Joint Explainability-Performance Optimization With Surrogate Models for AI-Driven Edge Services
Foivos Charalampakos, Thomas Tsouparopoulos, Iordanis Koutsopoulos
TL;DR
This work tackles the challenge of balancing predictive accuracy with explainability for AI at the network edge by jointly training a black-box model and an interpretable surrogate within a bi-level multi-objective optimization framework. It employs gradient-based MGDA to compute a descent direction that simultaneously reduces the black-box prediction error $\mathcal{L}_{\text{pred}}$ and the surrogate fidelity loss $\mathcal{L}_{\text{PF}}$, optimizing over $\boldsymbol{\theta}$ and $\boldsymbol{\phi}$ under a nested constraint.
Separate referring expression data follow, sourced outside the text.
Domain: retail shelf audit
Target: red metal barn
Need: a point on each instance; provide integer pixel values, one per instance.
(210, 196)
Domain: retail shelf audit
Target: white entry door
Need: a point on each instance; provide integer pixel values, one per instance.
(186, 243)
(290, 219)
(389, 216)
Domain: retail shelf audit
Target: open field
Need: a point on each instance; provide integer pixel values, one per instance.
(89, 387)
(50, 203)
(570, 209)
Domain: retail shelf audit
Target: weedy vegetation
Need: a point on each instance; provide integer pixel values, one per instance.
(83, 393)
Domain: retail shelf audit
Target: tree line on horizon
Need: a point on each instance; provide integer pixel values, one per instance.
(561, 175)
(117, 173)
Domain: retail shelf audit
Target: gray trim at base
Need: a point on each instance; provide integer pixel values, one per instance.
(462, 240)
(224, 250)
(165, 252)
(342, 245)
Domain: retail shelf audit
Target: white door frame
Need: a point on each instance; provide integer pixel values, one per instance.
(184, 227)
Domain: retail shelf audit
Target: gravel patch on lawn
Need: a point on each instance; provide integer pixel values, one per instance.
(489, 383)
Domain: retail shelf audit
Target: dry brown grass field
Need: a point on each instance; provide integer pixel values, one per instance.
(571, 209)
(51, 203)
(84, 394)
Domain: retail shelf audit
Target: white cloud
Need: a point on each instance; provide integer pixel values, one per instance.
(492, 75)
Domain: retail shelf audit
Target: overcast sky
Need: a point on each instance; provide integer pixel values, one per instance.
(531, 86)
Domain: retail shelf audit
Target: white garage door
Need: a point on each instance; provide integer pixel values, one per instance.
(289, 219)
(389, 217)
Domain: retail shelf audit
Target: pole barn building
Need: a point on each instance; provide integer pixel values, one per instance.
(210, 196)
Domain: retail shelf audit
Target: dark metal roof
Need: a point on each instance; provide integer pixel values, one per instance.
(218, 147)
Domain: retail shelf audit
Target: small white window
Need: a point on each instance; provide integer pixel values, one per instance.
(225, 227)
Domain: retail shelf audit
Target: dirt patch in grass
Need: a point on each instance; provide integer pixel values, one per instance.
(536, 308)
Empirically, the proposed approach yields substantial Fidelity gains (over $99\%$ improvement in Global Fidelity and up to $98.5\%$ in Neighborhood Fidelity) with only modest accuracy reductions, outperforming single-task and naive multi-task baselines across global and local explainability settings. This framework advances trustworthy edge AI by enabling more faithful surrogate explanations of complex models, with potential extensions to Federated Learning and broader explanation-quality metrics beyond fidelity.
Abstract
Explainable AI is a crucial component for edge services, as it ensures reliable decision making based on complex AI models. Surrogate models are a prominent approach of XAI where human-interpretable models, such as a linear regression model, are trained to approximate a complex (black-box) model's predictions. This paper delves into the balance between the predictive accuracy of complex AI models and their approximation by surrogate ones, advocating that both these models benefit from being learned simultaneously. We derive a joint (bi-level) training scheme for both models and we introduce a new algorithm based on multi-objective optimization (MOO) to simultaneously minimize both the complex model's prediction error and the error between its outputs and those of the surrogate. Our approach leads to improvements that exceed 99% in the approximation of the black-box model through the surrogate one, as measured by the metric of Fidelity, for a compromise of less than 3% absolute reduction in the black-box model's predictive accuracy, compared to single-task and multi-task learning baselines. By improving Fidelity, we can derive more trustworthy explanations of the complex model's outcomes from the surrogate, enabling reliable AI applications for intelligent services at the network edge.